Four-fifths of TrueBliss appear in Anika Moa Unleashed.

Pop CultureMarch 7, 2019

In praise of Anika Moa Unleashed’s 20 year reunion of TrueBliss

Four-fifths of TrueBliss appear in Anika Moa Unleashed.
Four-fifths of TrueBliss appear in Anika Moa Unleashed.

Anika Moa Unleashed finished up its second season with its most coveted and triumphant get yet: a 20 year reunion of TrueBliss.

Okay, so it’s not all of TrueBliss. But one less Carly Binding and one plus Anika Moa is still a pretty damn good effort at a reunion.

I’m getting ahead of myself, though.

I’m on the record as being a huge fan of Anika Moa and Anika Moa Unleashed. The show has, time and again, proven her as one of our nation’s finest interviewers.
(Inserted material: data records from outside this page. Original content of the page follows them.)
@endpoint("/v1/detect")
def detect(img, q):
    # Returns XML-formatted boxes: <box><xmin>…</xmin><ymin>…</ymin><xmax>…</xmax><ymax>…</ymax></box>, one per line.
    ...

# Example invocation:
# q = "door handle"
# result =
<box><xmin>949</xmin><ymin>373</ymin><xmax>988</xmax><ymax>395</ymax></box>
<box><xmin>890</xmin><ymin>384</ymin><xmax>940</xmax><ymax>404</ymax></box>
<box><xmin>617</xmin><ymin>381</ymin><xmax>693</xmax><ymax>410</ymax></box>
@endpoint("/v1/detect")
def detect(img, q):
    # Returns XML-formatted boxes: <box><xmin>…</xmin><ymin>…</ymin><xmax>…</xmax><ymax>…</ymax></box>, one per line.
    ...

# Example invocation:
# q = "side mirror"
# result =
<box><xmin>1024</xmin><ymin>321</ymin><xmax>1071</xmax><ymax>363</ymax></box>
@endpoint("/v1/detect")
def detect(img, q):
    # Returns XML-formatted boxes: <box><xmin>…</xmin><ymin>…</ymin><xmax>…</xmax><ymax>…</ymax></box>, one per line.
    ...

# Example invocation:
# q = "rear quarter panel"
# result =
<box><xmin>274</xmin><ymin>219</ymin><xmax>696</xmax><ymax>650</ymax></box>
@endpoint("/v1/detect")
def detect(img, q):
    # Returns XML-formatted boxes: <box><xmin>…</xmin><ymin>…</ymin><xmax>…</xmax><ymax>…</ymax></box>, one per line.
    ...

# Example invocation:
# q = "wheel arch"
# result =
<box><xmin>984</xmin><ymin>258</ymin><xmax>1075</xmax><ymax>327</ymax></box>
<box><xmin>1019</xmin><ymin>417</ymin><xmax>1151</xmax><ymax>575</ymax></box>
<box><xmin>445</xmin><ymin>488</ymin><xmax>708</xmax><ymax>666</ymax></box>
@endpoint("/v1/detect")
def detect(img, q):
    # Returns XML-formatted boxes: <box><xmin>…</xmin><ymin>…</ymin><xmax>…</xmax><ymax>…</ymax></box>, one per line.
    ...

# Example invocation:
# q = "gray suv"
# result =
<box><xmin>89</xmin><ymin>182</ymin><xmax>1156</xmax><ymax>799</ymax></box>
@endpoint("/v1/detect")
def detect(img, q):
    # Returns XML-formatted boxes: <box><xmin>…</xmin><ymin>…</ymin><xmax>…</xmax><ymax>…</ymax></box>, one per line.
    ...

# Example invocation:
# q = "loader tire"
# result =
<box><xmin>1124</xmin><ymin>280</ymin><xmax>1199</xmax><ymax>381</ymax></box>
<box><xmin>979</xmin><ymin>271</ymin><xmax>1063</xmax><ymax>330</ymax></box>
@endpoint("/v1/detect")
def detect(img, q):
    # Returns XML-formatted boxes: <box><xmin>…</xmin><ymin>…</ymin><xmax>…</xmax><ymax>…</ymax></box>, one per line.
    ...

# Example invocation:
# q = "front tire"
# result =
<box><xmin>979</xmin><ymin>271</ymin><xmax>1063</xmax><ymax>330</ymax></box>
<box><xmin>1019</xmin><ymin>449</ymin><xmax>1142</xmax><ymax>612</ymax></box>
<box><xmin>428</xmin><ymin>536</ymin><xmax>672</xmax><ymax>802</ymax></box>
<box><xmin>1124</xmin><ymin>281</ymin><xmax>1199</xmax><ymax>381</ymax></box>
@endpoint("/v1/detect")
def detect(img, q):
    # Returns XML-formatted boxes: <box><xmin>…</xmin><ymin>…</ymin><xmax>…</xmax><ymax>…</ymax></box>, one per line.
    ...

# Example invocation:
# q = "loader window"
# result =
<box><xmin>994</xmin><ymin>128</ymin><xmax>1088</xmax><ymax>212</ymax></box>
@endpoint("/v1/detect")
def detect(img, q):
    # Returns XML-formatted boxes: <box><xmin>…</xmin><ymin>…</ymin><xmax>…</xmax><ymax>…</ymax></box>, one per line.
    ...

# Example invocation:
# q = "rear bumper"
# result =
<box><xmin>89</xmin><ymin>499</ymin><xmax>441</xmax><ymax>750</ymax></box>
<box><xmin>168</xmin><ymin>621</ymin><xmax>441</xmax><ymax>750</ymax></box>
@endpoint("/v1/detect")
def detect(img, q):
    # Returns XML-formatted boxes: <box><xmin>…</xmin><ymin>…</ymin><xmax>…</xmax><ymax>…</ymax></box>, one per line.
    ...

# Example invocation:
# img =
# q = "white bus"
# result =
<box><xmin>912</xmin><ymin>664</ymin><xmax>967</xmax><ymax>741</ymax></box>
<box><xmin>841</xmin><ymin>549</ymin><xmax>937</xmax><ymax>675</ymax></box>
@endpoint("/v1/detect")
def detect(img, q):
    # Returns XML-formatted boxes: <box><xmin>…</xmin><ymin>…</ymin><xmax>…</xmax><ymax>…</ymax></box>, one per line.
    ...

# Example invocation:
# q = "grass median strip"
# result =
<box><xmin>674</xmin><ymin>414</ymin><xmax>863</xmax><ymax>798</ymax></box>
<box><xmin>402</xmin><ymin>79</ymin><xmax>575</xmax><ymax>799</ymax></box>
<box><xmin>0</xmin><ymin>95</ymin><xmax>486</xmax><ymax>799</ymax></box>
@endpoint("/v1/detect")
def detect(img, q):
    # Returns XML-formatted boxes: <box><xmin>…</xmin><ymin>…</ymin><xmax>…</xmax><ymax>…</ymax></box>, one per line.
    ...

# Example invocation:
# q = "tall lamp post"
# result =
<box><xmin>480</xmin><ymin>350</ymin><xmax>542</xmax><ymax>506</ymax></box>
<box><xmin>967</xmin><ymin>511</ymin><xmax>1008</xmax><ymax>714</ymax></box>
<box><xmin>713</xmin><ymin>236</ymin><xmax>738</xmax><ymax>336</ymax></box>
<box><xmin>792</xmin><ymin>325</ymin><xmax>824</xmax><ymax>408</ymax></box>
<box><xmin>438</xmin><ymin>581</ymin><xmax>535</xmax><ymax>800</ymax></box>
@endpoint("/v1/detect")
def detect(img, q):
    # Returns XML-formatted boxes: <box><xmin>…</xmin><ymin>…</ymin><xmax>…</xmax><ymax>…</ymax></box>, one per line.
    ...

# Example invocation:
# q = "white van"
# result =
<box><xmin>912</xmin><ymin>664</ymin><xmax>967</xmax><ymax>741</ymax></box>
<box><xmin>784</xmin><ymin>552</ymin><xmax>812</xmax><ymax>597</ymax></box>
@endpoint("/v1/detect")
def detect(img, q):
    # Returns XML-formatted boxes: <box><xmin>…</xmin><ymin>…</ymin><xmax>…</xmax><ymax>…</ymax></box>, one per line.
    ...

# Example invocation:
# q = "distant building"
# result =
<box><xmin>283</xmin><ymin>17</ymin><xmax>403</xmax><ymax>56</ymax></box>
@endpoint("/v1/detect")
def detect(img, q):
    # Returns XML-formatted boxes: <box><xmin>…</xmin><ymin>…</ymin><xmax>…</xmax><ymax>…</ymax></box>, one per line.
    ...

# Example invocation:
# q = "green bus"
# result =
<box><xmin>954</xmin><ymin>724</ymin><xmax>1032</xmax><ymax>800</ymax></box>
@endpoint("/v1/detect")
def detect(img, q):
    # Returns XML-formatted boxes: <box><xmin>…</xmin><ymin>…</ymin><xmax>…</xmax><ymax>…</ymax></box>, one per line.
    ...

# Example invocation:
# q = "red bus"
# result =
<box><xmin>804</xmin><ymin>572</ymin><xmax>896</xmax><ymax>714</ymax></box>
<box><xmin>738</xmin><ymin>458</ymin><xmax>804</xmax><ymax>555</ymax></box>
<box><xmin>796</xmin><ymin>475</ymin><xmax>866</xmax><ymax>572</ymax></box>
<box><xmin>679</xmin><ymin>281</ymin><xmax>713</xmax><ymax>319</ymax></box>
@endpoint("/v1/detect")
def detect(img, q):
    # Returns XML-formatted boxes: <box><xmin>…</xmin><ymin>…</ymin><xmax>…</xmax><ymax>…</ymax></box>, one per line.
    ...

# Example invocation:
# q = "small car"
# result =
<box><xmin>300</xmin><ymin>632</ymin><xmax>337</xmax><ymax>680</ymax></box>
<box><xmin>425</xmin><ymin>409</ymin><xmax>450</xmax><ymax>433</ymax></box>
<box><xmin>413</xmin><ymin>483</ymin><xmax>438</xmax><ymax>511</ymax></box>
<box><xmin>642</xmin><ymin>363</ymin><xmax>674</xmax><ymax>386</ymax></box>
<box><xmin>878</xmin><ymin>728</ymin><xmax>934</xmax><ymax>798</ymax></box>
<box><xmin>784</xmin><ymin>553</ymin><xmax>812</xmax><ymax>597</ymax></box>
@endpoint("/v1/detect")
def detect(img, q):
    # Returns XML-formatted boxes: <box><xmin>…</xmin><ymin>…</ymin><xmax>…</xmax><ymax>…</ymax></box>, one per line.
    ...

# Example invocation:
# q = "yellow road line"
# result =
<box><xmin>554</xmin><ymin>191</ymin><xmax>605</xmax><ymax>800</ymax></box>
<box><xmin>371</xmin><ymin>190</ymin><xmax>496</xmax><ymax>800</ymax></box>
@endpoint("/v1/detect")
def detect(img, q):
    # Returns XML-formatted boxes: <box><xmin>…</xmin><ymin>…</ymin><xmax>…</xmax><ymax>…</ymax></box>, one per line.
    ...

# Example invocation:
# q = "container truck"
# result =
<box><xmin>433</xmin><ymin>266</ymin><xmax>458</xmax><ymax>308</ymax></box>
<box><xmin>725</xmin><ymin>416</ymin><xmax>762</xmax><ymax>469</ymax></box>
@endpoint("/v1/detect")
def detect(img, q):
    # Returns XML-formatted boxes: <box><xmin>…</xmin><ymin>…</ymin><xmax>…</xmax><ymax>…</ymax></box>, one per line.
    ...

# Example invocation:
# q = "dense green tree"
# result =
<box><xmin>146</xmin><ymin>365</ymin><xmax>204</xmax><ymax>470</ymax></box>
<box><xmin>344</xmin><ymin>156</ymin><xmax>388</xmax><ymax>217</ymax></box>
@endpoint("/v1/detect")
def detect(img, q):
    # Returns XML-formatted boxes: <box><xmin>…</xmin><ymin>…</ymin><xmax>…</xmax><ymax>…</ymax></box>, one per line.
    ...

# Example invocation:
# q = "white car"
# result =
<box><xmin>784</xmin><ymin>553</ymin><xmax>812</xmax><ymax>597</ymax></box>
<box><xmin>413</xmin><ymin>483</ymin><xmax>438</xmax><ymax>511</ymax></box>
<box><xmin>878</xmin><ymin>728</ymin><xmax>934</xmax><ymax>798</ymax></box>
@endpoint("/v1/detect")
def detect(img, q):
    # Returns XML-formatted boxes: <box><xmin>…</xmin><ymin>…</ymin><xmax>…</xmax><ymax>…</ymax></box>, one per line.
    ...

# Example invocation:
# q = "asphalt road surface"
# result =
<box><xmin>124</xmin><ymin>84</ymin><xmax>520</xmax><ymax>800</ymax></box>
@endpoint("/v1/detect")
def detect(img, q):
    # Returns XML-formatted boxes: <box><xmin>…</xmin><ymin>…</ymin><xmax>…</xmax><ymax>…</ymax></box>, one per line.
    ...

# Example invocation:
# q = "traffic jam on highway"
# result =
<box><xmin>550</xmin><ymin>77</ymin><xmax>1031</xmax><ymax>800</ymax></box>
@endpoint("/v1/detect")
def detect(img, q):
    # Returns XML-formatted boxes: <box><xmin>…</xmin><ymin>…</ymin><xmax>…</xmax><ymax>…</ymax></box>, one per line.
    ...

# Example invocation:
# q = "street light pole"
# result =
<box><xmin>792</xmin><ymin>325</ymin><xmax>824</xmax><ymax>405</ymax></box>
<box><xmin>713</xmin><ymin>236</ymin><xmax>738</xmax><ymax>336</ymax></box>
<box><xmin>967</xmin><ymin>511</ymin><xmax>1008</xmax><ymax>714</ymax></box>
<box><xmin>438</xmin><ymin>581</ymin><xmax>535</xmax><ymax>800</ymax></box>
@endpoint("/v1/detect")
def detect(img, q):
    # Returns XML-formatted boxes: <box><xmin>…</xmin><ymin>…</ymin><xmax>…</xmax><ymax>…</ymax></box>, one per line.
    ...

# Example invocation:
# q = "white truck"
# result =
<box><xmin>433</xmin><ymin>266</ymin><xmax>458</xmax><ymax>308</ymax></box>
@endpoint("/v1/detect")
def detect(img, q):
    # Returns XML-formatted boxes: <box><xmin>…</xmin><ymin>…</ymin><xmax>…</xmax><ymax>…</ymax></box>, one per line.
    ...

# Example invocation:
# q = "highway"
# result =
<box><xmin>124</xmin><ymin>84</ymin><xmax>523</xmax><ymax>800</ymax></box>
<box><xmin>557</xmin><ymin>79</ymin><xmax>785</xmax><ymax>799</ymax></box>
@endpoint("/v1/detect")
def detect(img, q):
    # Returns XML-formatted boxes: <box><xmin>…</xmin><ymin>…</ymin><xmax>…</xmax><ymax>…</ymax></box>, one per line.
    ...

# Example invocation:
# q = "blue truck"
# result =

In some ways, she’s the flipside of should-be-a-Dame Kim Hill. There’s a disarming frankness to her that has her interviewees saying more than they’d perhaps planned on saying. She makes the jokes that everybody knows are lingering, and deflates any tension in the room by naming them. It clears the air and makes things more comfortable for her, the interviewee and the audience.

However, I don’t even think Kim Hill could’ve pulled this off.

Case in point: Moa’s first interview in this TrueBliss two-parter is with Jo Cotton, arguably the most visible of the Blissers in the 20 years since the formation of the band. In the space of a few minutes, Moa gets Cotton to talk about her breasts, her Botox, and a frank discussion about the latter’s weight. It feels cathartic without feeling heavy and funny without making anybody the butt of any jokes.

This vibe continues with her interviews with the rest of the girls with the notable exception of Carly Binding, who doesn’t reply to Anika Moa’s onscreen phonecall. It’s later explained that Binding hasn’t been interested in any of the group’s reunion efforts, which is handled with remarkable chillness and diplomacy by both the band and Moa – nobody’s here to rekindle drama that’s long burnt down to ash.

TrueBliss in a backseat on Ponsonby Road.

As for the rest of the band? Erika Takacs is a production coordinator for her husband’s stunt company, Megan Cassie has done some presenting in Japan, and Keri Harper… isn’t given her own interview segment, but her voice is still fantastic. When Anika interviews the four women together, you get the feeling that these people are friends and have a sense of humour about their experiences, especially their one-time ubiquitous fame.

The most disarming and heartwarming part is when the band receives testimonials from famous New Zealanders. There’s Jeremy Wells, Stacey Morrison, Robert Rakete, ZM’s Fletch and Vaughn, and even Prime Minister Jacinda Ardern. They’re genuinely moved and excited about them with a grace I hope any of us would have were we to ever become famous.

In saying all this, a true star is one who knows when to take focus and when to let others take centre stage. Part of what keeps Anika Moa Unleashed a vibrant and lively show is that Moa (and, it has to be said, the team around her) knows when to forefront her humour and when to let it step into the background.

Her arguments with Siri (like about how to pronounce Tāupo) and her side comments (like when she approaches Takacs’ Remuera house and notes about the cars, ‘Probably married, married money’) are peppered throughout. There’s a reason why she’s hosting this show, and it’s because she can do every part of the job better than more or less anybody in this country can. She can host, she can interview, she can joke, and she can pull the human out of even the most media-trained shell of a person.

Anika Moa, our best interviewer, no questions.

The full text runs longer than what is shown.